X_test_tensor = torch.as_tensor(X_test.to_numpy())
y_test_tensor = torch.as_tensor(y_test_enc.to_numpy().reshape(-1, 1))
audit_result_stdmodel = auditor.audit(network_standard.module_, X_test_tensor,
                                      y_test_tensor, loss_fn,
                                      audit_threshold=1.15, lambda_param=50.0)
audit_result_fairmodel = auditor.audit(network_fair.module_.network,
                                       X_test_tensor, y_test_tensor, loss_fn,
                                       audit_threshold=1.15, lambda_param=50.0)

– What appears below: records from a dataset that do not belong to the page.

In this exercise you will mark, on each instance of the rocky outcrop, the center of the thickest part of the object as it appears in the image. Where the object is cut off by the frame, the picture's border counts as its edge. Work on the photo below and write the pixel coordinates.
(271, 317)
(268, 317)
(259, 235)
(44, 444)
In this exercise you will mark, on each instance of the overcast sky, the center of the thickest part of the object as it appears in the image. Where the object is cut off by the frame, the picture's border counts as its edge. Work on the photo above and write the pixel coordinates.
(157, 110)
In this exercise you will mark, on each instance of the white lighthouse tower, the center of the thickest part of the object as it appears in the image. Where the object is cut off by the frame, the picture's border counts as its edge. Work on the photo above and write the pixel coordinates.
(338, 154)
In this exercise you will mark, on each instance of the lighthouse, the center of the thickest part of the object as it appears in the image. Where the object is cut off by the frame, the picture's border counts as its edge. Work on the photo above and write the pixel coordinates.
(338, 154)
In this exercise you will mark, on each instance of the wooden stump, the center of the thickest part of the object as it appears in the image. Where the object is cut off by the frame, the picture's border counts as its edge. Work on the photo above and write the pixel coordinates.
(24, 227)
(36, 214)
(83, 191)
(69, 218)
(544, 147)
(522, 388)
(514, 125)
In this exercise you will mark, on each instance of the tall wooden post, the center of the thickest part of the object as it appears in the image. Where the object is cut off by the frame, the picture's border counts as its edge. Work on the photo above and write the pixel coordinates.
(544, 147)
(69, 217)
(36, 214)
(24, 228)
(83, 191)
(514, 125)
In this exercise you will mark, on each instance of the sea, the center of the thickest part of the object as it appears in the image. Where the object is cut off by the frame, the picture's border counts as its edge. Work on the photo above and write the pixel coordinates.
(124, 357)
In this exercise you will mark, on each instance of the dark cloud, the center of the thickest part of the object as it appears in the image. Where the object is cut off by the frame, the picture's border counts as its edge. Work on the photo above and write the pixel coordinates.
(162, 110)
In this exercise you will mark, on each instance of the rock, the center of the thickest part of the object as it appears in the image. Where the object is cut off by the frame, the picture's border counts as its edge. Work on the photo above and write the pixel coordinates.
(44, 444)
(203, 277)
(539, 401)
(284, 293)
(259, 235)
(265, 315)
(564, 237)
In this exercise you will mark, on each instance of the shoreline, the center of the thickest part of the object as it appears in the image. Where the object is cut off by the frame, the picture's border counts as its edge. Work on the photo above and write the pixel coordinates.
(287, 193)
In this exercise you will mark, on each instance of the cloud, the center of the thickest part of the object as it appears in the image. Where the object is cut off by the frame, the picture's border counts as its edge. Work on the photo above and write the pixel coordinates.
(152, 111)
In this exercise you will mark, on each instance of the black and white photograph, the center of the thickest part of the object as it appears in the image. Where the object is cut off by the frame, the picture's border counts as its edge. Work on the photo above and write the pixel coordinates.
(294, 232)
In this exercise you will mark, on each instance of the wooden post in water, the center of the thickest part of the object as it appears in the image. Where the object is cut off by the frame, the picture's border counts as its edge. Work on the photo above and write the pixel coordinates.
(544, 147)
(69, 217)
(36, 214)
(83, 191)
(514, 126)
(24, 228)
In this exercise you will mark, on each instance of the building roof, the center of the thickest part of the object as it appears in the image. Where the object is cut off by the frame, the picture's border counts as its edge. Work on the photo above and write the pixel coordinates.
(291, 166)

print(f"Loss ratio (standard model) : {audit_result_stdmodel.lower_bound:.3f}. "
      f"Is model fair: {audit_result_stdmodel.is_model_fair}")
print(f"Loss ratio (fair model) : {audit_result_fairmodel.lower_bound:.3f}. "
      f"Is model fair: {audit_result_fairmodel.is_model_fair}")

invalid value encountered in true_divide


Loss ratio (standard model) : 221.515. Is model fair: False
Loss ratio (fair model) : 1.000. Is model fair: True


As signified by these numbers, the fair model is fairer than the standard model.